The three-day strike by some 75,000 health care workers of the Kaiser Permanente System, the private medical system with 39 hospitals across the U.S., will be over early Saturday morning, Oct. 7, but with more protest actions pending. It is to date the most dramatic of several recent strike actions by nurses and others. This week’s protest spotlights the fact that large sections of the U.S. medical delivery system are failing. Earlier in 2023, some 14,000 nurses in New York went on strike.
The latest from the Kaiser Permanente workers is a union statement issued this morning, reviewing the core demands. There is no agreement at present with Kaiser Permanente, and talks are to be held Oct. 12 and 13. Among the issues to be addressed are the harmful effects of KP’s outsourcing of so many health care functions and jobs, which relates to the basic demands of increasing wages and fixing the extreme staff shortages.

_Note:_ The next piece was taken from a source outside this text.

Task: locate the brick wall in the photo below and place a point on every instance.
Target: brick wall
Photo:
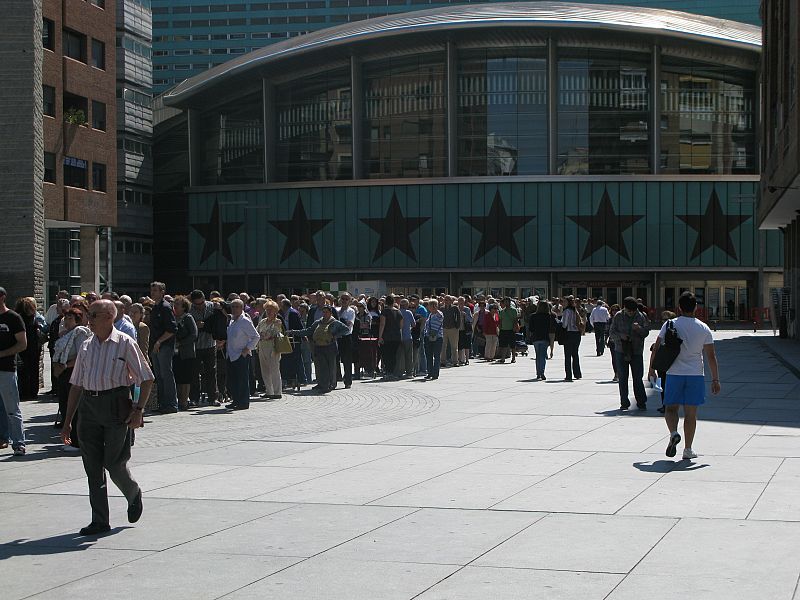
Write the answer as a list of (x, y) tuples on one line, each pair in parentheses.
[(21, 150)]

Emergency Care: Look at the worsening situation of U.S. medical emergency departments across the U.S. Those in top “markets” (meaning where the income level is relatively higher), such as in Northern Virginia, function. But across much of the U.S., there are hours-long waits, crowding, and impossible conditions for staff as well as for patients. The average wait time in California, a ProPublica survey published in June found, was 5 hours and 34 minutes. Waits of 24 hours or longer are not uncommon in many cities. In rural areas, many counties lack any emergency department at all.
The decline in emergency treatment capacity in California was documented in a recent study for the decade 2011-2021, published in June, done by researchers in San Francisco. It was originally published on June 22 on JAMA Network, “Patterns in Patient Encounters and Emergency Department Capacity in California, 2011-2021’. The report on SciTechDaily summarized the study’s findings, in a July 26 posting: “California’s population grew by 4.2%, but the number of emergency departments in California fell from 339 to 326, while the number of hospital beds decreased by 2.5% (75,940 t0 74,052).”
While there was the decline of 4% in the number of emergency departments, “the frequency of ED visits experienced a 7.4% increase … [and] high-severity visits surged by almost 68%....” The lead author Renee U. Hsia, Professor of Emergency Medicine at UCSF, said the overcrowding is “what every health care worker already knows.”
Shortage of Basic Supplies: Even the most basic of medical care supplies are showing recurrent shortages around the country. A medical staffer at a skilled care residential facility in Maryland reported to EIR that there are shortages of basic supplies and equipment needed for the daily care of patients. These include blood pressure machines that also do pulse and temperature, which are all in disrepair, no thermometers and shortages of ordered bandages, and medicated dressing materials that are used for open wounds that need packing. “Usually the ordered items are unavailable, and the nurses have to use their own judgment and pack with what is available,” the source said. “We use our own personally owned equipment for vital signs, even on COVID and other infection patients.” Housekeeping staff aren’t even allowed to use anti-viral wipes to clean tables “because they are expensive,” despite the fact that there are patients testing positive for COVID in the building.